Dembo Saidykhan

Personal information
- Date of birth: 20 January 2004 (age 22)
- Place of birth: Bakau, Gambia
- Height: 6 ft 1 in (1.85 m)
- Position: Defender

Senior career*
- Years: Team / Apps / (Gls)
- Steve Biko FC
- 2024–2025: Whitecaps FC 2 / 23 / (1)
- 2024: → Whitecaps FC Academy / 1 / (0)

International career^{‡}
- 2023–: Gambia U20 / 6 / (0)

= Dembo Saidykhan =

Gambian footballer

Dembo Saidykhan (born 20 January 2004) is a Gambian footballer.

==Club career==
Saidykhan began his senior career with Steve Biko FC in the GFA League First Division.
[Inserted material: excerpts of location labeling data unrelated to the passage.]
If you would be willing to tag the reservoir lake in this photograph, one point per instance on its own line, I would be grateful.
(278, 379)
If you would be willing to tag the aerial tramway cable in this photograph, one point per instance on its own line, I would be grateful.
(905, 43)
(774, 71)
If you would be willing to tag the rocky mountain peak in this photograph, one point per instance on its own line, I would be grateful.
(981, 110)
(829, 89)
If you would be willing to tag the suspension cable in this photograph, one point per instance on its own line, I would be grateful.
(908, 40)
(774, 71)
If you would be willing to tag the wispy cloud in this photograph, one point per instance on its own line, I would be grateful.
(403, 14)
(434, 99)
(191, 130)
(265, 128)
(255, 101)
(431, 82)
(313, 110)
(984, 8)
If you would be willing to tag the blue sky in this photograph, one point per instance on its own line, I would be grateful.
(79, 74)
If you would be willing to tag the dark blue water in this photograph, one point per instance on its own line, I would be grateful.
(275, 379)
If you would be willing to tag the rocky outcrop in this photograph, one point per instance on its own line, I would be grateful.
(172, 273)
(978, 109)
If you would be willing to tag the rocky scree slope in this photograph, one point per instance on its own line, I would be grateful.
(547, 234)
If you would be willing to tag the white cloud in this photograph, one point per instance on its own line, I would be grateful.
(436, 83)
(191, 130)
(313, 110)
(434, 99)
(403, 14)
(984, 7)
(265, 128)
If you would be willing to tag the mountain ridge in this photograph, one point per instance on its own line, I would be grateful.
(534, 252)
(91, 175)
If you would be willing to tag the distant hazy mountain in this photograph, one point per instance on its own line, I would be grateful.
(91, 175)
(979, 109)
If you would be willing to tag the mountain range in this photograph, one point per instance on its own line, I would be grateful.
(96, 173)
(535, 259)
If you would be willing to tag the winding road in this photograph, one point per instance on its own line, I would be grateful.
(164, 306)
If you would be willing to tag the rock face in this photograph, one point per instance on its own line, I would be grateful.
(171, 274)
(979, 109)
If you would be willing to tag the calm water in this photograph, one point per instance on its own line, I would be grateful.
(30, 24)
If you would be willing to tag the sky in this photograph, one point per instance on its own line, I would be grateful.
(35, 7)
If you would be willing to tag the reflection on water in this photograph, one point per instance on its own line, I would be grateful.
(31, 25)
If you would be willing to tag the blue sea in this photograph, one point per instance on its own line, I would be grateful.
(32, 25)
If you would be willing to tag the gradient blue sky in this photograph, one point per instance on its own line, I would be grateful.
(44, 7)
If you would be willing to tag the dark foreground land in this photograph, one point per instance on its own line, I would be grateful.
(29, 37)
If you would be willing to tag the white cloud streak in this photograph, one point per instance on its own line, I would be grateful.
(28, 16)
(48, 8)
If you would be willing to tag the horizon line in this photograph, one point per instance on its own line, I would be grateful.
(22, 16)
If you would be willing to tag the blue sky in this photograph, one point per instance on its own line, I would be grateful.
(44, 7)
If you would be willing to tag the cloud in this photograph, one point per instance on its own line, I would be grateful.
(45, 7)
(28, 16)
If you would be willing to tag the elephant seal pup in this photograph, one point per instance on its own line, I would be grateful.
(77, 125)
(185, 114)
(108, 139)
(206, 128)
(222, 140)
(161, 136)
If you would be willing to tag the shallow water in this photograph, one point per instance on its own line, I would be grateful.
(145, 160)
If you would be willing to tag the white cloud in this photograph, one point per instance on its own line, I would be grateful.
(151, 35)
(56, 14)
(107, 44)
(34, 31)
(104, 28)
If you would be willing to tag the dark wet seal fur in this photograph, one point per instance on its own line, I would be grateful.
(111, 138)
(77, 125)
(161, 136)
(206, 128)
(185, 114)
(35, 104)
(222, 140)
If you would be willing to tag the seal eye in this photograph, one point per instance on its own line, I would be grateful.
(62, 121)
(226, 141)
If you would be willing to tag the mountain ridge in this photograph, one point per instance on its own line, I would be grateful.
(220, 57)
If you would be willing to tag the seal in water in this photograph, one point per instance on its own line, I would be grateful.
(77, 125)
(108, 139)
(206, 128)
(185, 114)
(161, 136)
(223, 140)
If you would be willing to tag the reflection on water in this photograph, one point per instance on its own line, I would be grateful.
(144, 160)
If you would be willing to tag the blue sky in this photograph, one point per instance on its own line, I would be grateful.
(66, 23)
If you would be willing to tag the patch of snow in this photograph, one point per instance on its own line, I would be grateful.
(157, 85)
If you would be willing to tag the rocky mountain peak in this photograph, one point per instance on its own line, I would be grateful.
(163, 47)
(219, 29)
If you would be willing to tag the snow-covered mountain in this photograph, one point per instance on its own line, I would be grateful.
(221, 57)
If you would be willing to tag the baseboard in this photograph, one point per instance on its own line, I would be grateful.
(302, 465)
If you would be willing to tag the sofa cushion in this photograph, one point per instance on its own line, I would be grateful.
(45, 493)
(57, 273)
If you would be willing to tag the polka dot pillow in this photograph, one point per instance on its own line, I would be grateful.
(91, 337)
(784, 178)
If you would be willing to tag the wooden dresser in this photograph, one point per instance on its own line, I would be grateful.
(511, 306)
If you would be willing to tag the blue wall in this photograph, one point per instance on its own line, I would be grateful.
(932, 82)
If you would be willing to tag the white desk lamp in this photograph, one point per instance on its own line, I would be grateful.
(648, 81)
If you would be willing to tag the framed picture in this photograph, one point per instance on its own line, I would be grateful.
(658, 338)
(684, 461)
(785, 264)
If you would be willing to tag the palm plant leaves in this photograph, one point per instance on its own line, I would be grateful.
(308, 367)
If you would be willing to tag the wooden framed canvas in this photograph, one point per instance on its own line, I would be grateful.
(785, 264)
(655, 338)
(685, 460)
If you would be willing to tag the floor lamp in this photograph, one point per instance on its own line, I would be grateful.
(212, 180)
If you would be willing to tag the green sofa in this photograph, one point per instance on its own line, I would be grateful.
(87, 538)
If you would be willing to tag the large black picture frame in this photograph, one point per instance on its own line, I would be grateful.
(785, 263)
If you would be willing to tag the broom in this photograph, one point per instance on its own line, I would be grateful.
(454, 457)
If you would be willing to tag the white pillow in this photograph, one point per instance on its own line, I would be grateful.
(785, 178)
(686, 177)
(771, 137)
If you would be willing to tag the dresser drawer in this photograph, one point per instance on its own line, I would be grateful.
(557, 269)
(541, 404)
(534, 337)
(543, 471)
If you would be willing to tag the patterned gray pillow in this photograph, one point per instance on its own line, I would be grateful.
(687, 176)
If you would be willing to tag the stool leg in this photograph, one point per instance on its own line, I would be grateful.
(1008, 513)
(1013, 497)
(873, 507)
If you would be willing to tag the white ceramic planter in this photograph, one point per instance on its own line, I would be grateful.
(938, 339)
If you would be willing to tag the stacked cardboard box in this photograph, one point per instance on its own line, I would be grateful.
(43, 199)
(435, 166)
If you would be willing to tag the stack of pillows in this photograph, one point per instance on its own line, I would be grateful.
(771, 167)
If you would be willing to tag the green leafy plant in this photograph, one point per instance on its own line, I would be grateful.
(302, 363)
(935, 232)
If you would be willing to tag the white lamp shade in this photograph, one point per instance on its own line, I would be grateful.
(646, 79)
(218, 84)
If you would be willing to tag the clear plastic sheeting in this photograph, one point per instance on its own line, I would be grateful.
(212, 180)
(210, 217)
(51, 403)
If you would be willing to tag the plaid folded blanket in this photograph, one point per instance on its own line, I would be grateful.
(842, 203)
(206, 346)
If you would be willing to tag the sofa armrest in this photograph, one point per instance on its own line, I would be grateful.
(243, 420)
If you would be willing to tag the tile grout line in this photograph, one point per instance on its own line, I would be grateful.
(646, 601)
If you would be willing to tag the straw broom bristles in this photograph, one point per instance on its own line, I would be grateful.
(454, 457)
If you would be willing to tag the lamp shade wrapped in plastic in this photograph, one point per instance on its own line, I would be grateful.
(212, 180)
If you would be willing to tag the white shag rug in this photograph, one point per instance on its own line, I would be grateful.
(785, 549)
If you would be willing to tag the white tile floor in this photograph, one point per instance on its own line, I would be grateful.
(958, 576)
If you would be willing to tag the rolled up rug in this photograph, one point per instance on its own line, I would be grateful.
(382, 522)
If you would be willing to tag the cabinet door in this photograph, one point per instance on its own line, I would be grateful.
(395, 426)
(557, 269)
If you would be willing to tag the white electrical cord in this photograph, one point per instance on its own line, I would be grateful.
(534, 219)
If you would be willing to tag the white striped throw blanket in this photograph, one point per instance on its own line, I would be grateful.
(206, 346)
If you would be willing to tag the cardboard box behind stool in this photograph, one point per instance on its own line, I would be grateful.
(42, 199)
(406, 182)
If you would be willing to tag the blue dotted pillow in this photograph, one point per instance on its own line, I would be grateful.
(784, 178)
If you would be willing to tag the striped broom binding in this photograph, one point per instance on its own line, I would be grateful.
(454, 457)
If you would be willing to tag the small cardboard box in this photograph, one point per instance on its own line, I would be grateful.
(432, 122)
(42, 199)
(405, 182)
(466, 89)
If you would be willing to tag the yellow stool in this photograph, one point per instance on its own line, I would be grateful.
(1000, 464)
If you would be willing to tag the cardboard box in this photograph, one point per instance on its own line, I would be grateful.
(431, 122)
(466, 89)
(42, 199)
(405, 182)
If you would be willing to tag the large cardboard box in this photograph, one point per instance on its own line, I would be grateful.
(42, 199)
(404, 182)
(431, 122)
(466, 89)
In August 2023, he agreed to sign with Whitecaps FC 2 in MLS Next Pro. He signed with the Whitecaps, despite interest from Scottish club Rangers, French club Toulouse, Danish club FC Nordsjaelland, and English club Southampton. He officially signed his contract for the 2024 season in November 2023, departing Gambia for Canada at that time. He scored his first professional goal on June 23, 2024, scoring the winning goal in a 3-2 victory over Ventura County FC. In December 2024, he re-signed with the team for the 2025 season.

==International career==
Saidykhan represented the Gambia U20 at the 2023 U-20 Africa Cup of Nations and 2023 FIFA U-20 World Cup, where he helped them reach the Round of 16.

In June 2024, he was called up to the Gambia senior national team for the first time for 2026 FIFA World Cup qualification matches.